Pakistan, Bangladesh and India have experienced the steepest increases in air pollution levels since 2010 and now demonstrates the highest sustained concentration of dangerous matter in the air, the report said.
A survey conducted from 2013 to 2016, by the Department of Environment (DoE) of Bangladesh, on air quality in Dhaka detected that of the PM 2.5 58 percent in the capital city comes from traditional brickfields, while road dust is liable for 15 percent and motor vehicles 10.4 percent.
The DoE in its annual report for 2016-17 highlighted some of the government’s initiatives to control air pollution. These include modernisation of brick kilns, controlling black smoke emitting motor vehicles and creating mass awareness to remove the man-made causes of air pollution.

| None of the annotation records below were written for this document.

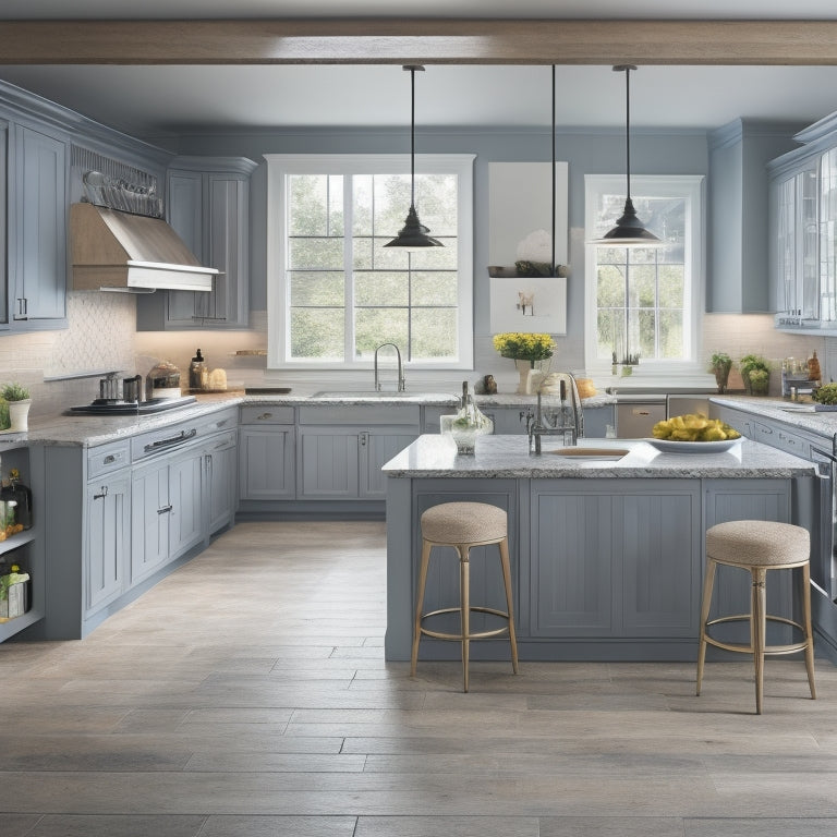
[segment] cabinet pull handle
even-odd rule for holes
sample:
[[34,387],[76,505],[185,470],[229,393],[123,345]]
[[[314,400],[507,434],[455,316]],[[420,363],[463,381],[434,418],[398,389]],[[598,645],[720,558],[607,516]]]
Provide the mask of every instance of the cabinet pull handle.
[[181,441],[192,439],[197,436],[197,429],[193,427],[191,430],[181,430],[177,436],[169,436],[168,439],[159,439],[145,446],[145,450],[159,450],[160,448],[168,448],[171,445],[180,445]]

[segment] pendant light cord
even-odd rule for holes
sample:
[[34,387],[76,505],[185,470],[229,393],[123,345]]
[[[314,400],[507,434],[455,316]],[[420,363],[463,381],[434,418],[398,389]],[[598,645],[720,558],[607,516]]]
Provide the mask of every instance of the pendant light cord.
[[415,68],[410,68],[410,206],[415,206]]
[[631,199],[631,68],[624,68],[624,165],[627,197]]
[[549,236],[553,240],[553,262],[550,265],[551,275],[556,274],[555,265],[555,64],[553,64],[553,229],[549,231]]

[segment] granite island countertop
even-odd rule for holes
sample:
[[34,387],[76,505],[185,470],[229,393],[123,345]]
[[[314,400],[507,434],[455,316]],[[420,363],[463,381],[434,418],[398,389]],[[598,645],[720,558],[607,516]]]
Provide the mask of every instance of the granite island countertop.
[[733,410],[744,410],[755,416],[783,422],[789,427],[808,430],[828,439],[833,439],[837,434],[837,412],[817,412],[813,402],[753,396],[712,396],[711,401]]
[[525,436],[482,436],[473,456],[458,456],[450,437],[424,435],[384,465],[389,477],[488,478],[792,478],[816,473],[811,462],[750,439],[727,452],[660,452],[641,439],[582,439],[579,448],[627,450],[621,459],[563,457],[556,439],[531,454]]
[[[535,396],[475,396],[481,407],[524,407],[534,405]],[[601,395],[586,399],[583,404],[589,409],[614,403],[611,396]],[[86,415],[59,414],[38,418],[29,417],[26,433],[0,433],[0,451],[3,447],[17,447],[22,444],[39,445],[78,445],[96,447],[110,441],[118,441],[138,433],[168,427],[180,422],[189,422],[209,415],[218,410],[239,405],[276,407],[323,407],[333,409],[338,405],[380,405],[392,407],[409,404],[413,407],[450,407],[459,403],[453,392],[408,392],[408,393],[364,393],[343,392],[339,396],[305,396],[258,393],[245,395],[241,391],[198,395],[194,404],[147,415]]]

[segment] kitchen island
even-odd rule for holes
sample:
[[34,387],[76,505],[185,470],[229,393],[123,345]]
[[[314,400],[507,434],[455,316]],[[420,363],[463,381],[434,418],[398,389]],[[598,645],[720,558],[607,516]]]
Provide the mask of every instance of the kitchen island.
[[[660,452],[642,440],[584,446],[610,454],[563,456],[546,440],[544,453],[532,456],[525,437],[485,436],[465,457],[447,437],[421,436],[384,466],[387,659],[410,657],[420,518],[439,502],[490,502],[507,511],[521,659],[694,659],[705,530],[736,519],[815,526],[814,466],[759,442],[698,454]],[[441,551],[434,550],[428,610],[459,597],[456,554],[446,548],[450,560],[440,560]],[[498,563],[496,547],[472,550],[474,603],[501,609]],[[747,608],[743,575],[720,577],[725,610]],[[768,606],[787,609],[790,599],[789,578],[772,580]],[[508,641],[472,648],[474,659],[508,656]],[[423,658],[458,655],[456,643],[422,643]]]

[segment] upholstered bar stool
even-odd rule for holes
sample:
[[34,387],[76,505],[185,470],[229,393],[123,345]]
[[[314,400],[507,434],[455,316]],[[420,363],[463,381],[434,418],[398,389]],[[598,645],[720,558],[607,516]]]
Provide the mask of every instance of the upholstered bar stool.
[[[474,546],[497,544],[500,553],[500,568],[506,587],[506,610],[471,604],[471,562],[470,551]],[[427,583],[427,568],[430,550],[434,546],[452,546],[459,555],[459,607],[446,607],[441,610],[422,612],[424,589]],[[509,567],[509,542],[507,535],[506,512],[497,506],[486,502],[444,502],[433,506],[422,514],[422,561],[418,570],[417,603],[413,628],[413,654],[410,676],[415,677],[418,662],[418,641],[422,634],[437,640],[453,640],[462,643],[462,678],[464,691],[468,691],[468,659],[472,640],[484,640],[507,633],[511,643],[511,666],[518,674],[518,641],[514,635],[514,612],[511,593],[511,570]],[[460,614],[460,633],[445,633],[425,627],[424,621],[440,614]],[[493,614],[505,619],[506,624],[493,630],[471,631],[471,614]]]
[[[706,645],[726,651],[753,655],[755,666],[755,712],[762,714],[764,691],[764,657],[766,654],[792,654],[805,652],[808,683],[812,700],[816,699],[814,686],[814,638],[811,631],[811,573],[809,555],[811,538],[808,530],[790,523],[765,520],[732,520],[718,523],[706,531],[706,578],[703,583],[701,606],[701,642],[698,651],[698,690],[701,693]],[[719,565],[747,570],[752,578],[752,596],[749,614],[721,616],[709,620],[712,589],[715,568]],[[765,607],[765,585],[768,570],[802,570],[802,622],[781,616],[771,616]],[[721,622],[750,622],[750,643],[721,642],[709,636],[707,629]],[[767,621],[784,622],[801,631],[802,640],[787,645],[765,645]]]

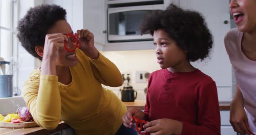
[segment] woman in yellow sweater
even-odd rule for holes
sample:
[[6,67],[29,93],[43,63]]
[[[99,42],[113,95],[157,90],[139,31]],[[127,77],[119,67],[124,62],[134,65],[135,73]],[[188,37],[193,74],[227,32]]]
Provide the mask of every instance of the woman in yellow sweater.
[[66,14],[59,6],[42,5],[31,8],[19,22],[17,37],[23,46],[42,61],[22,89],[34,120],[49,130],[62,120],[76,135],[135,135],[122,125],[124,104],[101,85],[121,86],[120,71],[95,47],[88,30],[76,32],[79,48],[65,49],[64,41],[67,46],[75,42],[65,35],[74,33]]

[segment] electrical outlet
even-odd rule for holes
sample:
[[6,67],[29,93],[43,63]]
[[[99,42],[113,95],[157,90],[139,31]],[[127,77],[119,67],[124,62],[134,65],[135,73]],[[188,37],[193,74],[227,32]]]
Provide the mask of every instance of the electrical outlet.
[[146,83],[146,78],[145,78],[145,73],[146,71],[136,71],[136,83]]

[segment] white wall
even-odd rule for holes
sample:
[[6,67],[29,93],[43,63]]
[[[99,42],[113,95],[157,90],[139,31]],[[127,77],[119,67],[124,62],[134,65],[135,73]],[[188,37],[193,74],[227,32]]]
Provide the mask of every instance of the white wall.
[[[43,3],[43,0],[20,0],[19,19],[23,18],[30,7],[40,5]],[[21,60],[21,63],[17,71],[17,86],[21,90],[22,85],[33,70],[35,69],[36,61],[32,55],[30,55],[19,42],[17,48],[17,55]]]

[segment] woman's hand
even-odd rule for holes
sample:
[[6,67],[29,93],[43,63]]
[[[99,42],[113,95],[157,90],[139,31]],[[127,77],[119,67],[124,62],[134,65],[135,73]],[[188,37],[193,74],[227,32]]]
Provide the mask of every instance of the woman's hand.
[[80,49],[90,58],[97,59],[99,54],[98,50],[94,46],[94,36],[93,34],[88,29],[78,30],[78,37],[80,38]]
[[123,125],[127,128],[131,128],[133,122],[132,116],[135,116],[139,119],[145,119],[145,115],[142,111],[136,108],[131,108],[125,114],[122,119]]
[[61,33],[46,35],[41,68],[42,74],[57,75],[56,59],[59,52],[64,50],[64,40],[68,41],[67,37]]
[[151,135],[181,135],[182,123],[168,119],[158,119],[148,122],[143,126]]
[[247,117],[243,104],[233,101],[230,105],[230,121],[235,132],[250,135]]
[[235,131],[250,135],[247,130],[249,127],[243,104],[243,94],[236,84],[235,96],[230,105],[230,122]]
[[46,35],[43,59],[50,59],[55,61],[59,55],[59,51],[64,48],[64,40],[68,41],[67,37],[61,33]]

The report of the Boston-based Health Effects Institute (HEI) also raised a danger signal saying that 95 percent of the world population is inhaling unsafe air, and most of them live in underdeveloped countries.
The report noted that over one third of the world’s population is exposed to polluted air from the burning of solid fuels for heating or cooking indoors. And the polluted air caused deaths of 30 lakh people in India and China and another 30 lakh around the world.
Referring to a report of HEI, the DoE said that air pollution related diseases cause death of over 1.22 lakh people in Bangladesh each year.
The HEI report said that exposure to air pollution led to strokes, heart attacks, lung cancer and chronic lung disease, causing many of those premature deaths.
It also said that air pollution is the fourth-highest cause of death among all health risks globally, coming in below high blood pressure, diet and smoking.
According to the report, air pollution is below the WHO’s benchmark in Australia, Brunei, Canada, Estonia, Finland, Greenland, Iceland, New Zealand, Sweden, and several Pacific island nations while it is much higher than the safe level in Niger, Egypt, Cameroon, Nigeria, Saudi Arabia and Qatar.